15 Mart’ta savunmamızı yaptık. Mahkeme 17 Mayıs’ta karar verecek(7). Selam ve sağlık, başarı dilekleriyle. Sabahat Yenge’ye hürmetler. Küçüklerin gözlerinden öperim. Kaniye, oğlu falan hep hasta olduğu için ben tam dört başı mamur bir haldeyim.
Tanrı Türk’ü Korusun.
Dipnotlar:
(1) Mektup İsmail Hakkı Gökhun’a yazılmıştır. Atız, Gökhun’un lakabı olan “Şaman”ı Almancalaştırarak “Schamann” şeklinde yazmış. Gümüşhane’nin Torul ilçesinden olduğu için de “von Dorul”u ilave etmiş.

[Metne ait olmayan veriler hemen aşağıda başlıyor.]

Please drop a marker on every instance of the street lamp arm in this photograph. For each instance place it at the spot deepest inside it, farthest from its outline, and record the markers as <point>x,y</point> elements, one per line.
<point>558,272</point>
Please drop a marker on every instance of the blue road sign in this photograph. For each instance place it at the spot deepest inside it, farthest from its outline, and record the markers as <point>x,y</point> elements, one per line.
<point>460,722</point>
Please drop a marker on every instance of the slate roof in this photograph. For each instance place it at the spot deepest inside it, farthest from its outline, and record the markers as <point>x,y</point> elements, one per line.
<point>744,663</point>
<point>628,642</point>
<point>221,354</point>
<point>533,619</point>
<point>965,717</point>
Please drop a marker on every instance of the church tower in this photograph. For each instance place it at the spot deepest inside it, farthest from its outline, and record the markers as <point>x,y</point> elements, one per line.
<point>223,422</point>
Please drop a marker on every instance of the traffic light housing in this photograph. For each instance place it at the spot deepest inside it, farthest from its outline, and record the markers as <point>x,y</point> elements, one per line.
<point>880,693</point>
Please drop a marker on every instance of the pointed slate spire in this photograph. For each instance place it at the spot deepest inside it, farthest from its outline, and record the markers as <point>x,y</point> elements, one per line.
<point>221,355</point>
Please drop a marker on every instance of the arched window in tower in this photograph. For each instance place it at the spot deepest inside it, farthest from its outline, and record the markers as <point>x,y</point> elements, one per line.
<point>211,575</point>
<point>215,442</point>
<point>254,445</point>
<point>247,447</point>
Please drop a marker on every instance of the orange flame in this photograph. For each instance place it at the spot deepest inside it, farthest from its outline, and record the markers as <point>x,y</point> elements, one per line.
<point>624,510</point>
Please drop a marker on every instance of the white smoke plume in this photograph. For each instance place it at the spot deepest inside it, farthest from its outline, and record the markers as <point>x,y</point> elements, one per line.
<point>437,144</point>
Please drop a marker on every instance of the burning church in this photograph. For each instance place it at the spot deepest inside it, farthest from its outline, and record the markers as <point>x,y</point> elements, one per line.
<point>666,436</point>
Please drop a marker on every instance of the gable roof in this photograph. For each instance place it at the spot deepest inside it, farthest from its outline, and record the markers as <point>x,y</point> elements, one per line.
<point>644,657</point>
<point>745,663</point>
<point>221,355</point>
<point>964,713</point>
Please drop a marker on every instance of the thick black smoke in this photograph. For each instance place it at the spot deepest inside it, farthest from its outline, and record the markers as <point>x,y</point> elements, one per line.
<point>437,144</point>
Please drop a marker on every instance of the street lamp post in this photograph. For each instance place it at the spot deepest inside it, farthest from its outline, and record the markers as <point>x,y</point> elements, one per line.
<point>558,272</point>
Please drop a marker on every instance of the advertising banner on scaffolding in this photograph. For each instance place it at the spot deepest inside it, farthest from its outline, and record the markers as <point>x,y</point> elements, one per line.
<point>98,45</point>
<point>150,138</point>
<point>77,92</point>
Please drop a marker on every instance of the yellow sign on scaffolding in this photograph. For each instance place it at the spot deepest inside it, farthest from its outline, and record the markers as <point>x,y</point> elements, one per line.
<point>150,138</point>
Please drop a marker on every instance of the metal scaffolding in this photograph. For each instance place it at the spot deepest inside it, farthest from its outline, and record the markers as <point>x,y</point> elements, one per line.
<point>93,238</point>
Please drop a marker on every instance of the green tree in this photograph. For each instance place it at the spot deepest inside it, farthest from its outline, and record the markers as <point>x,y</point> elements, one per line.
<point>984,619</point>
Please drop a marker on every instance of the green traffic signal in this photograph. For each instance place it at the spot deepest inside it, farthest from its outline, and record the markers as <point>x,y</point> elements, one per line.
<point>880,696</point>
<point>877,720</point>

(2) Akdes Nimet Kurat: Tarihçi, Prof.Dr.
(3) Mahir Çayan: 1970’lerin öncesinde ve sonrasında Türkiye’de Komünist rejim kurmak için eylem yapan, “şehir ve kır gerillası” adı altında silahlı faaliyet gösteren gençlerden biri. Kolluk kuvvetleriyle girdiği çatışmada öldürülmüştür.
(4) Kazım Yaşar Kopraman. Tarihçi. Gazi Üniversitesi’nde öğretim üyesi.
(5) Haluk Çay. Tarihçi. Prof.Dr.
(6) Dursun Yıldırım. Tarihçi. Prof.Dr.
(7) Atsız’ın Ötüken’de yayımlanan yazısı üzerine hakkında açılan davanın duruşmaları.